Si vous êtes victime d'acte criminel, ces principes s'appliquent à vous. Vous pouvez obtenir de plus amples renseignements à ce sujet en vous adressant à votre service policier, au bureau du procureur de la Couronne ou à tout organisme non gouvernemental s'occupant des victimes d'actes criminels.

Il importe de remarquer que la plupart des lois provinciales et territoriales ne confèrent pas de véritables «droits» aux victimes; en fait, ce sont des déclarations de principes, énonçant ce que les victimes «devraient» avoir. La plupart des lois n'engagent à rien et ne prévoient aucun mécanisme de plainte pour les victimes (sauf au Manitoba). Dans les textes de ces lois, on retrouve des expressions telles que «les victimes devraient avoir accès...» ou bien «sous réserve des restrictions en vigueur...»; le droit des victimes de recevoir des services ou un traitement garanti, n'y est donc pas enchâssé. Par conséquent, les droits des victimes ne sont pas véritablement exécutoires.

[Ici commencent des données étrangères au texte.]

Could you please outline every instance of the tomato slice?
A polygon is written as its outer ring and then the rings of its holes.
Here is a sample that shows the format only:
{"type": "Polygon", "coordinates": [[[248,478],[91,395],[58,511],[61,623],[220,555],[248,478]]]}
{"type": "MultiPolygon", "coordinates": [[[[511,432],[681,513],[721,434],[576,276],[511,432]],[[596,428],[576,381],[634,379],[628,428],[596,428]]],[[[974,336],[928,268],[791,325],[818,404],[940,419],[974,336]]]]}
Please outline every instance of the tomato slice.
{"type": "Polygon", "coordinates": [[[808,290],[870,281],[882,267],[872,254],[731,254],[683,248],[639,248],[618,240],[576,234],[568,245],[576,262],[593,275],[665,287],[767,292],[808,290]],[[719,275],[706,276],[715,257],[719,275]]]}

Le Canada a nommé un ombudsman fédéral des victimes d'actes criminels dont le mandat est le suivant :

  • faciliter aux victimes d'actes criminels l'accès aux programmes et aux services en leur fournissant des renseignements et des services d'orientation;
  • répondre aux plaintes relatives à la conformité aux dispositions de la Loi sur le système correctionnel et la mise en liberté sous condition qui s'appliquent aux victimes d'actes criminels perpétrés par des délinquants sous responsabilité fédérale et fournir une ressource indépendante à ces victimes;
  • sensibiliser davantage les responsables du système de justice et les responsables de l'élaboration des politiques aux besoins et aux préoccupations des victimes, ainsi qu'aux lois applicables à l'égard des victimes, y compris les principes énoncés dans la Déclaration canadienne des principes fondamentaux de justice relatifs aux victimes de la criminalité; et
  • cerner les nouvelles questions et explorer les problèmes systémiques qui ont une incidence négative sur les victimes d'actes criminels.